Total takings have reached $US723 million, making it the second biggest film of 2014 after Guardians of the Galaxy.
The final instalment of Sir Peter Jackson’s The Hobbit trilogy, The Battle of the Five Armies, continues to dominate the global box office, taking its total over $US700 million.
It has been the world’s most popular film for the fourth successive week and is showing in 65 territories. It has just set a record for the biggest debut by a Warner Bros film In Argentina and is expected to do well in China when it opens there on January 23.
Box Office Mojo, which tracks movie revenue, says this should tip outside North America takings over the $US700 million mark, while the US box office total reached $US220.8 million last weekend.
This brings the grand total to $US723 million at January 4, making it the second biggest film of 2014 after Guardians of the Galaxy.

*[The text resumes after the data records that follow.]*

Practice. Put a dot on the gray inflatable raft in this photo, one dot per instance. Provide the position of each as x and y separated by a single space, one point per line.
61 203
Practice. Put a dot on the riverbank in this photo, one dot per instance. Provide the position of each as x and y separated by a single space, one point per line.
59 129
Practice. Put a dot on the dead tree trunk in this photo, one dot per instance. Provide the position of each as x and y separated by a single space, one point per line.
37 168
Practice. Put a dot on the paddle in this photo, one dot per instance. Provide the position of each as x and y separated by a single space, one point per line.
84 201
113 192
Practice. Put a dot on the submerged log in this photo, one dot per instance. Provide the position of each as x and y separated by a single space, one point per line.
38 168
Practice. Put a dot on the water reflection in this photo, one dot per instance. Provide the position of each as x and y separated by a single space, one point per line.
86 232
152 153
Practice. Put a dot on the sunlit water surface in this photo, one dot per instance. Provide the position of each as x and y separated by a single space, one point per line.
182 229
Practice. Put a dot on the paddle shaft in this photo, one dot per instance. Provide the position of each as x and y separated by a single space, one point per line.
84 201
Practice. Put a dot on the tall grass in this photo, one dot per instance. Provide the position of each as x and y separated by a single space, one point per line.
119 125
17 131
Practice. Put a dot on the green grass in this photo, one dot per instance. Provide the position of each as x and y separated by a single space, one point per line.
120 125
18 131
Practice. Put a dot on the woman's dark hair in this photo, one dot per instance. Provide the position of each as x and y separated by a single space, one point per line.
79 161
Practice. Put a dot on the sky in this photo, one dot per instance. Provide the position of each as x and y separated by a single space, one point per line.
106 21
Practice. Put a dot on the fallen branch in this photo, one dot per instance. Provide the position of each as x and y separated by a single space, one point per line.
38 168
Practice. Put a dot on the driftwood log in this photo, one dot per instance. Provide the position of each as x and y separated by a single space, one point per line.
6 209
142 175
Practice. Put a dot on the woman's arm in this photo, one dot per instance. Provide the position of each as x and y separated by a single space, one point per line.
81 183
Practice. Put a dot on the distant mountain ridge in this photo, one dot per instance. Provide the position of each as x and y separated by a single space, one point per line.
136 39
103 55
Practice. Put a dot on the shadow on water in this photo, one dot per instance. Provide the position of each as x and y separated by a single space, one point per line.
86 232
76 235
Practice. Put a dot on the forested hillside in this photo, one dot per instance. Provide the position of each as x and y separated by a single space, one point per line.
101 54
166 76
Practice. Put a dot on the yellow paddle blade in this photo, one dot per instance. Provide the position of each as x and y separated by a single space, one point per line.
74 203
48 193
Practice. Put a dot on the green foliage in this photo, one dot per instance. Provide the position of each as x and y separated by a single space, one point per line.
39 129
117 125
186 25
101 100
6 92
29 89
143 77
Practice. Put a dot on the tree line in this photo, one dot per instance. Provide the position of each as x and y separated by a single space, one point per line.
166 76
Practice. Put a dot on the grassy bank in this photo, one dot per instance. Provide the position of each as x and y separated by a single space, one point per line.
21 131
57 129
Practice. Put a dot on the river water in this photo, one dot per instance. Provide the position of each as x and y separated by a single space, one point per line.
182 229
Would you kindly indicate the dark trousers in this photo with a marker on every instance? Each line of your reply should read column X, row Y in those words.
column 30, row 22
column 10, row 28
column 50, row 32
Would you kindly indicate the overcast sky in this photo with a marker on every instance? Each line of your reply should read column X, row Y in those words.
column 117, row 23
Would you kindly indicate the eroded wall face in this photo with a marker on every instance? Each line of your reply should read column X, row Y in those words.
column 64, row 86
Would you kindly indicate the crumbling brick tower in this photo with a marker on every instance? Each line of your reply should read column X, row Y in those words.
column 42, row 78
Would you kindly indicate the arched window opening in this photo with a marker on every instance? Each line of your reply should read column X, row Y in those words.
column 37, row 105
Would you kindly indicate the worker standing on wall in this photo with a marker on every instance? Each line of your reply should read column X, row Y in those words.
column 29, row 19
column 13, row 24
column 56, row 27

New Zealand Motion Pictures Distributors’ Association figures show Battle of the Five Armies hit a cumulative $7 million in the week to January 8, $1 million ahead of The Hunger Games: Mockingjay Part II with $6 million
After taking $2.4 million in its first week, Battle’s takings have dropped to $820,00 in the fourth week just a head of new releases The Imitation Game ($745,000) and Exodus: God and Kings ($730,000).
In the US and Canada, Battle of the Five Armies held the top spot in its third week ahead of Into the Woods, the Walt Disney adaptation of the Stephen Sondheim musical, and Unbroken, the Angelina Jolie-directed story of World War II bomber Louis Zamperini.
The year’s most controversial film, The Interview, starring Seth Rogen in a comedy about the assassination of North Korean dictator Kim Jong Un, is now on wider release in 581 locations in the US.
This is up from the 331 theatres that agreed to showed the film, which was initially pulled from release because of unrealised threats of violence. Sony Pictures Entertainment says the movie pulled in $US1.1 million over the weekend compared with $US2.8 million in the previous week.
Sony didn’t release updated figures on The Interview’s online grosses, which were more than $15 million in the first week.
Meanwhile, annual moviegoing revenue in the US and Canada ended 2014 off 5.3%, according to preliminary figures from Rentrak – the worst result since 2011.